4/22 Final Filing on Net Neutrality, Opposing Application-Specific Discrimination and Rebutting Mobile Industry Claims about “Slicing” and Throttling

Regulatory/Legislative Filings
Shutterstock / IgorGolovniov
April 23, 2024

The Open Technology Institute at New America (OTI) and its Wireless Future Project filed a final set of arguments to the Federal Communications Commission rebutting claims by CTIA (the wireless communications industry assocation) that application-specific and content-specific discrimination—which were barred by the network neutrality rules adopted in 2015 and repealed in 2017—should be allowed because it somehow enhances “consumer choice.”

OTI’s filing urges the FCC to close loopholes in the Draft Order that could be interpreted as allowing application-specific discrimination (“fast lanes”) so long as the edge provider does not pay the broadband internet access service (BIAS) provider. We are most concerned about mobile carriers offering retail BIAS customers a network “slice” that gives QOS or other favorable treatment only to selected apps or content, such as Zoom or Netflix. 

Most critically, concerning network slicing and non-BIAS services, we suggest that the following additional clarification should be added to illustrate that application-specific or content-specific discrimination is a violation whether or not the edge provider pays for it, and we describe two ways mobile carriers can monetize these fast lanes even if they don’t violate the bright line rule against paid prioritization:

“In addition, we are likely to find that a network slice is likely to evade the protections we established for BIAS if BIAS customers are offered a higher or guaranteed quality of service for a video conferencing or other application from one or more specific edge providers but not all edge providers of competing or similar applications or services.”

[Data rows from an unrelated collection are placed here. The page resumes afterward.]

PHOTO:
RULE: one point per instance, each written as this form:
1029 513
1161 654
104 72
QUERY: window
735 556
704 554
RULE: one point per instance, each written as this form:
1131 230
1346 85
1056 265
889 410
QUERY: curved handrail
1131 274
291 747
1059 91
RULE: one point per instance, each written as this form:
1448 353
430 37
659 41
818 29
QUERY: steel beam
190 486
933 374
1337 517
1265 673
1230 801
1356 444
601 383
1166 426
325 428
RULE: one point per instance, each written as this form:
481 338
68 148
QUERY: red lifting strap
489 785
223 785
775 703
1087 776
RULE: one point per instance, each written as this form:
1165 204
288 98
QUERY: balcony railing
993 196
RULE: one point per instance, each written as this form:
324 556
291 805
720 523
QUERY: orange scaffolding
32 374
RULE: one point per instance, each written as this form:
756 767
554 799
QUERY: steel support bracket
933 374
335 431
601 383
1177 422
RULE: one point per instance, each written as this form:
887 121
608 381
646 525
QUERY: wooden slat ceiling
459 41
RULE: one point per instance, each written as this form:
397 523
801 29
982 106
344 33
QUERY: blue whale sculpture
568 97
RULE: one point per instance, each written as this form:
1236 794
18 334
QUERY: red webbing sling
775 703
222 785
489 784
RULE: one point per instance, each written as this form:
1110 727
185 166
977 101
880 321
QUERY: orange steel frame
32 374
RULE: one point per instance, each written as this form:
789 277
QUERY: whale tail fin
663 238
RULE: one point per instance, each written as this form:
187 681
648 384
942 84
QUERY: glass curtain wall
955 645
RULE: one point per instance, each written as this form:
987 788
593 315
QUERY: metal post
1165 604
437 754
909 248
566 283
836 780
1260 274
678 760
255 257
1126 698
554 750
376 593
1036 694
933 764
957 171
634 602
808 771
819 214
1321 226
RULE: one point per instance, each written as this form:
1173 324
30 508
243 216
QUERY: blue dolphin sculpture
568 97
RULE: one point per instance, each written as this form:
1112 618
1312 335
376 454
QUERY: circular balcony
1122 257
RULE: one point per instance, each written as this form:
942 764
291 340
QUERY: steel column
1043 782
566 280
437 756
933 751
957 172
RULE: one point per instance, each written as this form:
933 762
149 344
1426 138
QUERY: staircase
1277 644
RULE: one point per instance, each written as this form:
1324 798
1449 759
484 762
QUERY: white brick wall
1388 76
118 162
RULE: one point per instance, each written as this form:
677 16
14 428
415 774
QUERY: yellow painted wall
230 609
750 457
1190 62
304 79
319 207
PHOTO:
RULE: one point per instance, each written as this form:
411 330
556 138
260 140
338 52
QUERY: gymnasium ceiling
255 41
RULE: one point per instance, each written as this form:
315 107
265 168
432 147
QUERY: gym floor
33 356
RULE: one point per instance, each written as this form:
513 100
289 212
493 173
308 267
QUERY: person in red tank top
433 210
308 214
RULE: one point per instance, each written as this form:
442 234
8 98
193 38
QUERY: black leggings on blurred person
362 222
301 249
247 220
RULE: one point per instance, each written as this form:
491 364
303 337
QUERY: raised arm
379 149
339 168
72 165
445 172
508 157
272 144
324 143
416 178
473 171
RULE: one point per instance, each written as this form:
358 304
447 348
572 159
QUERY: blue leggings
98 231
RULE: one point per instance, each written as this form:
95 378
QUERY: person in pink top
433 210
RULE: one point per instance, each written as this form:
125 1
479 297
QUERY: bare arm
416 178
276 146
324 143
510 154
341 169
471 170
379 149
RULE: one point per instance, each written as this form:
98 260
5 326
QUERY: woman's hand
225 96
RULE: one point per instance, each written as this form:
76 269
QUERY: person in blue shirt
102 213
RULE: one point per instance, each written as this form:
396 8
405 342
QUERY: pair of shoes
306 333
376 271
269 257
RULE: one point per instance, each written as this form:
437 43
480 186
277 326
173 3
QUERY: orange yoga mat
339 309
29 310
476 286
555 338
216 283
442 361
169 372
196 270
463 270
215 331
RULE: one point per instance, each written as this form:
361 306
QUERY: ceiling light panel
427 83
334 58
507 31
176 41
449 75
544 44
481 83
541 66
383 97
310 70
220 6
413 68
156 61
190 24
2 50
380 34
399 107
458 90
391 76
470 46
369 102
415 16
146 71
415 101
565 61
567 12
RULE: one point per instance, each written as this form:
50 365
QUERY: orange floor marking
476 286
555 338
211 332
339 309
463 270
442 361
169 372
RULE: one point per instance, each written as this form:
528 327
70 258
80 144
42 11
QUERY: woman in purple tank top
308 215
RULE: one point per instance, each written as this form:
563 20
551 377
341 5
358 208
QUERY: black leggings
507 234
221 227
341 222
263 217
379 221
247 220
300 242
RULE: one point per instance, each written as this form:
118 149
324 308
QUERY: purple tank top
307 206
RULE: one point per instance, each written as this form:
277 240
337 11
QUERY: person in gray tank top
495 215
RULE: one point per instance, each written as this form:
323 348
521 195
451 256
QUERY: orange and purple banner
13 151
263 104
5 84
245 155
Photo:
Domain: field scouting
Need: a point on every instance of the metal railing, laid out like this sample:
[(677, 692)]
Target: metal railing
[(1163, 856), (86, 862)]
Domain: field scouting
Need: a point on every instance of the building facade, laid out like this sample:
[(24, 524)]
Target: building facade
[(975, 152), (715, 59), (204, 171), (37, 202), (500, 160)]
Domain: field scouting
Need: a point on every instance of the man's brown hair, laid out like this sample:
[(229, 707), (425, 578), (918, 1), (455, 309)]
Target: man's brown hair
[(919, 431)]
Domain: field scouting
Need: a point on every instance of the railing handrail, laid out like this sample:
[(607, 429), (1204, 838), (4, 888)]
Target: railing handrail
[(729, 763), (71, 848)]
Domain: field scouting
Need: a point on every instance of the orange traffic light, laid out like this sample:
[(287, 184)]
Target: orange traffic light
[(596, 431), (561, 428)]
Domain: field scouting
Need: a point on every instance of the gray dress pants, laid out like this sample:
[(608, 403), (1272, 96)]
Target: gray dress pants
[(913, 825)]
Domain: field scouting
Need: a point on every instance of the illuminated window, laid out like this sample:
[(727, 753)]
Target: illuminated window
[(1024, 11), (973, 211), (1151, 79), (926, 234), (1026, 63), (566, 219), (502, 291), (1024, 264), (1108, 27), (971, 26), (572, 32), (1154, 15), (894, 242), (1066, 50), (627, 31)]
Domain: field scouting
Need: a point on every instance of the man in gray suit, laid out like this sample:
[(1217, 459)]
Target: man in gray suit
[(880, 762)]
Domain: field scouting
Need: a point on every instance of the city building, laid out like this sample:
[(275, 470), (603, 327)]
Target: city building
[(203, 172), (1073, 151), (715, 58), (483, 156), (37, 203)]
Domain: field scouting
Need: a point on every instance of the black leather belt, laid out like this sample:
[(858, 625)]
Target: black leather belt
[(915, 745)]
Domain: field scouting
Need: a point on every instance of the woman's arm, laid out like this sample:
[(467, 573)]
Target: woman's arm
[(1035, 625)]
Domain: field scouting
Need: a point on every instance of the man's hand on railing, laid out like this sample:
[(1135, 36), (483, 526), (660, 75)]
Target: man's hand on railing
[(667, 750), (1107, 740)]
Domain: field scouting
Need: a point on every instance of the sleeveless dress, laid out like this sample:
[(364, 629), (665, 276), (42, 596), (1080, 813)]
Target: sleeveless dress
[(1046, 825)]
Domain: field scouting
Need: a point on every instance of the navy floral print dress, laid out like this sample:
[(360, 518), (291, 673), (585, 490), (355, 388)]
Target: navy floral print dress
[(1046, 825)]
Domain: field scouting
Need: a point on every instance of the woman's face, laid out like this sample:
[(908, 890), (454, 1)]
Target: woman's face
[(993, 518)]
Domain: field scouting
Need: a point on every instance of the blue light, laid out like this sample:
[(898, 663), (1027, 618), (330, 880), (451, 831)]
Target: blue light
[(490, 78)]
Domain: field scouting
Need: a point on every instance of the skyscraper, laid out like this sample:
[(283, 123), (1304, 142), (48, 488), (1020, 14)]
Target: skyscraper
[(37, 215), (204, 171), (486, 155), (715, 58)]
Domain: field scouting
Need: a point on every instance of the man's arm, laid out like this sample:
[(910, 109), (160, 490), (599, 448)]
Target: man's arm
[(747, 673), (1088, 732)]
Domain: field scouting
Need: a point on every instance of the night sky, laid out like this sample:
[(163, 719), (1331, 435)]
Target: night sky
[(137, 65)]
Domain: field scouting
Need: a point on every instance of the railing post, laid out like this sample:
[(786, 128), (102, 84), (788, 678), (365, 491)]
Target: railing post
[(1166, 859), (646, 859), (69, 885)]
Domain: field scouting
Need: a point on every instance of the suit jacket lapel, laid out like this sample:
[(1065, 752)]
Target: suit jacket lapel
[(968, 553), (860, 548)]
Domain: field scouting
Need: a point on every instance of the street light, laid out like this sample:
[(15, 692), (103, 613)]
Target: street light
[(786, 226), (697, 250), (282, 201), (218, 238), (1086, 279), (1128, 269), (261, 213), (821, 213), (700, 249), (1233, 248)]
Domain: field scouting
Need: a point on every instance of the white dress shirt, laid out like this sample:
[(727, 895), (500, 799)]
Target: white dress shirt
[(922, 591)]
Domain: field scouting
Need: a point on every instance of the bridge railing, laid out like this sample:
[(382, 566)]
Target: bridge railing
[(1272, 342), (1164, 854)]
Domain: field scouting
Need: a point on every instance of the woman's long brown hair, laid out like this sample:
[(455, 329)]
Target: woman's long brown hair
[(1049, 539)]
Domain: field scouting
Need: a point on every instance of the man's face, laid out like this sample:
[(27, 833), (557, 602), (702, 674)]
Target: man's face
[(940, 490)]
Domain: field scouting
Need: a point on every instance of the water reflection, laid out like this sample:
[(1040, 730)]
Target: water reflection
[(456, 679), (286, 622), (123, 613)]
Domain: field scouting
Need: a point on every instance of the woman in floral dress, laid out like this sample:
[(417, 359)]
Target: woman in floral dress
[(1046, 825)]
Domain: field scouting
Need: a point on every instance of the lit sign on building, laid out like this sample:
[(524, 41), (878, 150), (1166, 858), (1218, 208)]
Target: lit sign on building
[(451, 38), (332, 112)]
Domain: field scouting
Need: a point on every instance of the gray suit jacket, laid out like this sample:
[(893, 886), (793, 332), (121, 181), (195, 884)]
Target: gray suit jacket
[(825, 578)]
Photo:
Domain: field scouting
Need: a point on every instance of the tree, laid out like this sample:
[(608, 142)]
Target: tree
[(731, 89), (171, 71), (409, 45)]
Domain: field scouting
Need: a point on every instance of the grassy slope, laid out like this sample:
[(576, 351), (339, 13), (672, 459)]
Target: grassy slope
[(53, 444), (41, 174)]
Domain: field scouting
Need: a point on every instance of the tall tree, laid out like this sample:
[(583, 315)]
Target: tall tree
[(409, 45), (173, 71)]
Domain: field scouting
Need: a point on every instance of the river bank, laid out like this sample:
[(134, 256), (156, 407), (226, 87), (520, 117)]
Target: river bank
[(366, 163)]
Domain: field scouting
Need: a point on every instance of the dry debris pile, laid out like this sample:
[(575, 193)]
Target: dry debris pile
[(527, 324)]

More generally, OTI also proposes that the Draft Order add language to the section on the bright line rule against throttling to clarify that application-specific discrimination is a violation:

“Some commenters asked us to clarify our 2015 rules by stating that positive discrimination is necessarily or always equivalent to throttling. While we are not concluding that positive discrimination is always throttling, we are likely to find that it is unreasonably discriminatory to give favorable treatment to specific content, apps or services (or categories of applications) but not to competing or similar content, applications or services.”